Living exciting lives by having extreme experiences. Using stress to escape emotional numbness
Finding stress more familiar/comfortable than calm (especially for those with trauma histories)
Problematic Dopamine Seeking
How These Systems Present in People with Poor Mental Health
Once the dopamine systems are imbalanced, several conditions may arise:
Addiction: When the brain becomes reliant on drugs or actions that cause the release of dopamine, it becomes difficult to achieve the same level of reward without increasing stimulation.
Problem with impulse control: Inability to resist instant dopamine stimulation despite its adverse effects.
Anhedonia: In depression, reduced dopamine signalling can lead to an inability to feel pleasure from normally rewarding activities.
Risk-taking behaviour: Engaging in increasingly dangerous activities to achieve dopamine release.
Problematic Cortisol Patterns
When the systems of stress response are dysregulated:
Anxiety disorders: The constant presence of high cortisol levels, with the body remaining in the alert mode, despite the absence of actual threats.
PTSD: Due to the trauma, the stress response system may be restructured, resulting in hyperarousal (excessive cortisol response) and numbing.
Chronic stress: Chronic cortisol exposure may cause brain damage, particularly of the hippocampus, which is involved in memory and emotional control.
Depression: Chronic elevated cortisol has been linked with some forms of depression, especially those that are characterised by high anxiety.
Physical health effects: The continued high levels of cortisol have been associated with cardiovascular disease, gastrointestinal issues and weakening of the immune system.
Counterintuitive Behaviours
Certain mental illnesses have apparently absurd behaviours of these systems:
1. Trauma bonding: Traumatic individuals will inevitably re-enact stressful circumstances unconsciously since the resulting de-stress will give them rewards in the form of dopamine.
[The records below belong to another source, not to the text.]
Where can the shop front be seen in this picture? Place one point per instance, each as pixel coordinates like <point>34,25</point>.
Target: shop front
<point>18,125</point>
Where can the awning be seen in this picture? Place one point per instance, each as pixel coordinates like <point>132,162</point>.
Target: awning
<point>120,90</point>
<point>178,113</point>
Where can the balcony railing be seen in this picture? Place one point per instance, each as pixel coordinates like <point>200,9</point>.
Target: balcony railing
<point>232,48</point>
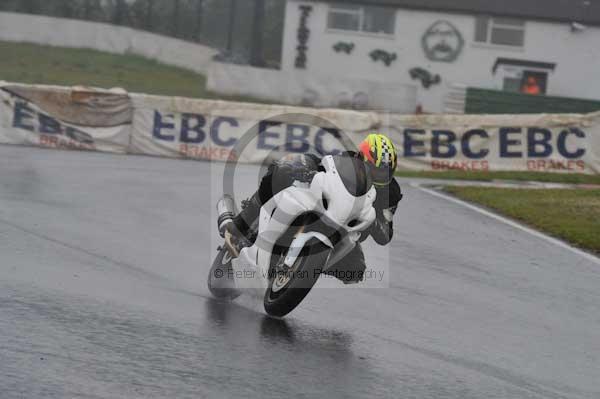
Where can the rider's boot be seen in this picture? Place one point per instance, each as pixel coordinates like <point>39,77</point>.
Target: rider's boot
<point>243,221</point>
<point>238,224</point>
2. Crisis-generating behaviour: Some induce crises to get the burst of cortisol and subsequent resolution, which is likely to offer:
The feeling of ability to solve the crisis.
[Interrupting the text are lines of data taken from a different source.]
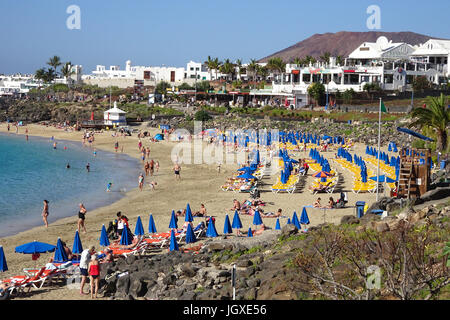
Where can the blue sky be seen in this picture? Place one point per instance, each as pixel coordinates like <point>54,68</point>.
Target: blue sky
<point>150,32</point>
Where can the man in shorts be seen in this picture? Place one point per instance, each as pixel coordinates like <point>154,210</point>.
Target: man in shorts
<point>84,263</point>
Ease of the numbness of feelings.
The support and attention of people.
3. Self-sabotage: Reading negative news material can be a stressful experience with a strangely appealing quality: It is possible to sabotage success or happiness as a stressor. This can be more comfortable than a calming environment, particularly to an individual who was brought up in a turbulent setting.
4. Doom scrolling: Consuming negative news content can be a trigger for stress responses that some find oddly compelling, sometimes because:
The alert state can be either productive or protective.
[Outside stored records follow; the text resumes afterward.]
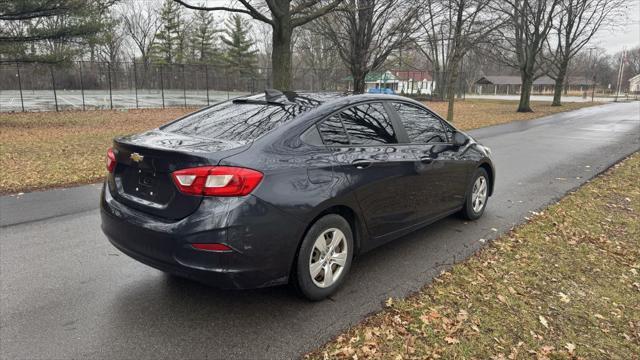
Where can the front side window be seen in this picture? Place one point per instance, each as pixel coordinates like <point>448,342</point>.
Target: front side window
<point>368,124</point>
<point>421,126</point>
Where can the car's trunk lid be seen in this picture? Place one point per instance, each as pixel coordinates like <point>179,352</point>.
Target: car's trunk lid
<point>142,177</point>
It has some minor dopamine reinforcement through information-seeking.
It confirms adverse world views.
The Intersection of the Treatment Approaches.
Mental health interventions are often effective when we consider both systems:
Mindfulness exercises: Lower cortisol levels by engaging the parasympathetic nervous system and delivering non-damaging dopamine rewards by focusing on the present moment.
Exercise: It contributes to the natural release of dopamine and contributes to the normalisation of cortisol rhythms.
Cognitive Behavioural Therapy: Assists in the identification and adjustment of thought patterns that contribute to not just detrimental responses to stress, but also to dysfunctional reward-seeking.
Trauma-informed care: Awareness of the influence of early life experiences on stress response systems and reward learning.
Knowledge about these separate aspects, combined with the connections between cortisol and dopamine, helps explain behavioural patterns that emerge during mental health struggles. Mental health professionals, together with patients, can develop more effective methods for balancing the neurochemical system by better understanding these fundamental mechanisms.